On ne peut nier les déterminations à la fois indissociablement naturelles et sociales des humains5. Vous semblez en tenir compte (p. 108) quand vous affirmez que «  le désir d’enfant a en effet des racines profondes, qui sont non seulement pulsionnelles, mais aussi psychiques  » mais qu’  «  il demeure le résultat d’une union du masculin et du féminin  ». De la même façon vous mettez en avant la différence fondamentale qui existe entre maternité et paternité (p. 108-109) de part «  l’expérience organique  » que constituent la grossesse et les premières relations biologiques et humaines qui y sont liées. Je ne peux qu’être en accord avec vous sur ce point.

– même si les manifestations pro-mariage ont été organisées médiatiquement autour du thème de l’égalité je ne crois pas que votre explication sur le consensus égalitaire soit la bonne à un moment où non seulement les inégalités ont tendance à s’accroître mais où elles sont de plus en plus légitimées par une idéologie méritocratique républicaine qui vient fusionner avec le «  travailler plus pour gagner plus  » néo-libéral. Je crois que ce qui a emporté l’adhésion c’est bien un consensus mais celui qui règne aujourd’hui à gauche contre les discriminations, ce qui n’a pas les mêmes conséquences. Je me risquerais à dire que l’ambiance est tocquevillienne. La lutte pour l’égalité des conditions continue. La révolution sociétale est libérale et accompagne la «  révolution du capital  ». C’est pour cela que «  la voix négative  » que vous mentionnez (p.16) n’a rien à voir avec «  le travail du négatif  » de l’époque précédentes. Aujourd’hui, malheureusement, beaucoup adhèrent même à ce qu’ils ne veulent pas (le mariage homo) ou à ce qu’ils ne sont pas (les hétéros dans les manifs ou à la gay pride). Il en est de même pour le personnel politique quand vous faites remarquer (p. 99) avec quel enthousiasme la majorité présidentielle a voté le texte. On peut effectivement être étonné parce qu’on peut parier qu’individuellement, la majorité d’entre eux n’en avait rien à faire de de projet et de cette loi. Ce n’est pas le privé qui se fait politique mais le politique qui se privatise pour atteindre à la dimension sociale.

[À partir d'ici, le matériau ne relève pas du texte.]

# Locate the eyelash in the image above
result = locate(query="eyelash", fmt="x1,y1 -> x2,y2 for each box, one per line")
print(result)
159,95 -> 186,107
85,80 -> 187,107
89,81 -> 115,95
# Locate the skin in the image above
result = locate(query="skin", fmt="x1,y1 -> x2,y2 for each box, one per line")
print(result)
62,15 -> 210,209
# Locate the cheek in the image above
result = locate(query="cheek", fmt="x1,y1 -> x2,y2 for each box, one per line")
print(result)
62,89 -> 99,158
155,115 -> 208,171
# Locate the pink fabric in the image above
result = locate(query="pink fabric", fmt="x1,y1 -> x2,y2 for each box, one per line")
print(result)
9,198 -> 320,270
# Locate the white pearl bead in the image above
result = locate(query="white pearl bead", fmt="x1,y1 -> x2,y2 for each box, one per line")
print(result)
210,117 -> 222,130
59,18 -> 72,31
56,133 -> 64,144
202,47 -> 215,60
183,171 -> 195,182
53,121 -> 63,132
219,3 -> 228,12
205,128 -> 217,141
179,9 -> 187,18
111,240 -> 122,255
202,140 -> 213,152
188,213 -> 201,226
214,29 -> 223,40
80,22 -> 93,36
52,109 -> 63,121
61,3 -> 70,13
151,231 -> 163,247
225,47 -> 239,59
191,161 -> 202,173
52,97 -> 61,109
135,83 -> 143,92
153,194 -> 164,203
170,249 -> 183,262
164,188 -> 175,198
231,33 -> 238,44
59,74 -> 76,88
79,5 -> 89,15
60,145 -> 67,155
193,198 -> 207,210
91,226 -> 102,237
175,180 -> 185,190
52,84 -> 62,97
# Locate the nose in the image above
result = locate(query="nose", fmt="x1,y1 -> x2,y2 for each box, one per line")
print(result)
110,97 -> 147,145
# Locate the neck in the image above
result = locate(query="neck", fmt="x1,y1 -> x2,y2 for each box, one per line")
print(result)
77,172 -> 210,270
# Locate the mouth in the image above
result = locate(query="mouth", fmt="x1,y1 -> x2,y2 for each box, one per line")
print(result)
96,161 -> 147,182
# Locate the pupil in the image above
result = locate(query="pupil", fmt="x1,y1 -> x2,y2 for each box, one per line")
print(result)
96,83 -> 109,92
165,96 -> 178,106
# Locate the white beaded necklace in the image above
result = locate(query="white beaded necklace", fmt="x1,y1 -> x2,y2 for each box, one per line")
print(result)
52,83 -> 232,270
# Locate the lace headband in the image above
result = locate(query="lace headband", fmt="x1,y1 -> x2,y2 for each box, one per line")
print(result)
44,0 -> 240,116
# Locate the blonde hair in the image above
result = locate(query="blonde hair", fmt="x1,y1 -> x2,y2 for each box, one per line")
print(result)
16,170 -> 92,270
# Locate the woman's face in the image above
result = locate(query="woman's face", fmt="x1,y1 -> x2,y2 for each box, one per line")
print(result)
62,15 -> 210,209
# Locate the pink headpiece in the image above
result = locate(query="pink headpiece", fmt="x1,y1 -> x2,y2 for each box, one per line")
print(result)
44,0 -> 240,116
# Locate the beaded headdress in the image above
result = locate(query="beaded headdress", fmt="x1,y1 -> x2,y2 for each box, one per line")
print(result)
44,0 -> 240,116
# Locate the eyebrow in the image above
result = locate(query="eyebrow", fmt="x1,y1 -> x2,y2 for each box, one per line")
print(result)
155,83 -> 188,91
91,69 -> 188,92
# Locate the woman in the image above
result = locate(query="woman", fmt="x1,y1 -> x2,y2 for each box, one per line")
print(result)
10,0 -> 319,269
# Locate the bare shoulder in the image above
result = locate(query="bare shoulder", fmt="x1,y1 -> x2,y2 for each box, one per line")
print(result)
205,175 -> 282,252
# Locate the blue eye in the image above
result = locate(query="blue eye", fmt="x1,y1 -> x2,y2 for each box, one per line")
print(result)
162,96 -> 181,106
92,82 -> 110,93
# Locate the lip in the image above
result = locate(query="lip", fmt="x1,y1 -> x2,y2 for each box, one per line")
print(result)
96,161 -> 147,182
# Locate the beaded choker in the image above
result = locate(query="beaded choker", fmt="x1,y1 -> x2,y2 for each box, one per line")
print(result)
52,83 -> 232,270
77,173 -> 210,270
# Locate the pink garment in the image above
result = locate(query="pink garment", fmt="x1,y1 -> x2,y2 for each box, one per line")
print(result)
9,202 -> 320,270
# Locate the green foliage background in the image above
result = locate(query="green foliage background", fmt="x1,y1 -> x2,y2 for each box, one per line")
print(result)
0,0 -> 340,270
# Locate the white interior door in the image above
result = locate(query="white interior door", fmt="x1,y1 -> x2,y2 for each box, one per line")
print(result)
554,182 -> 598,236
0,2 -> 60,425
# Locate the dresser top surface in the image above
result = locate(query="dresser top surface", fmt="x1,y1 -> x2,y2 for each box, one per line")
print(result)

– la pression n’est donc pas que communautariste (p. 18)  ; elle est beaucoup plus de l’ordre du branchement à une néo-modernité qui mêle des identités multiples parce que le niveau de tolérance de l’individu-démocratique permet de faire co-exister des identités majoritaires avec des identités minoritaires mais à la mode (le sens du spectacle est d’ailleurs fondamental pour que s’effectue le procès de fusion comme vous le faites remarquer avec la gay pride).
De la même façon, le nouveau rapport à l’État (p. 57) ne concerne pas que les mouvements féministes et homosexuels. Il concerne toute une gauche qui pense ainsi faire front (le vote «  utile  » pour Chirac contre Le Pen), sauver les meubles (l’appel à l’indignation de Hessel et au retour au programme du CNR) ou profiter de l’occasion pour faire passer quelques réformes sociétales (mariage homosexuel, justice versus Taubira etc) en l’absence de toute attaque contre le capital. Mais comme nous le disons dans Temps critiques, cet État se développe maintenant sous une forme réseau et cela au niveau européen et pas seulement national, or cette forme réseau est la nouvelle forme du traditionnel clientélisme lobbiste qui lui pré-existait. Et de la même façon que les céréaliers s’appuient sur la manne financière de Bruxelles pour peser encore plus lourd dans les négociations avec le gouvernement, les associations gays s’appuient sur l’agent de la lutte contre le SIDA pour peser sur les réformes du droit et des droits. Cela vaut aussi pour le «  mouvement  » LGBT.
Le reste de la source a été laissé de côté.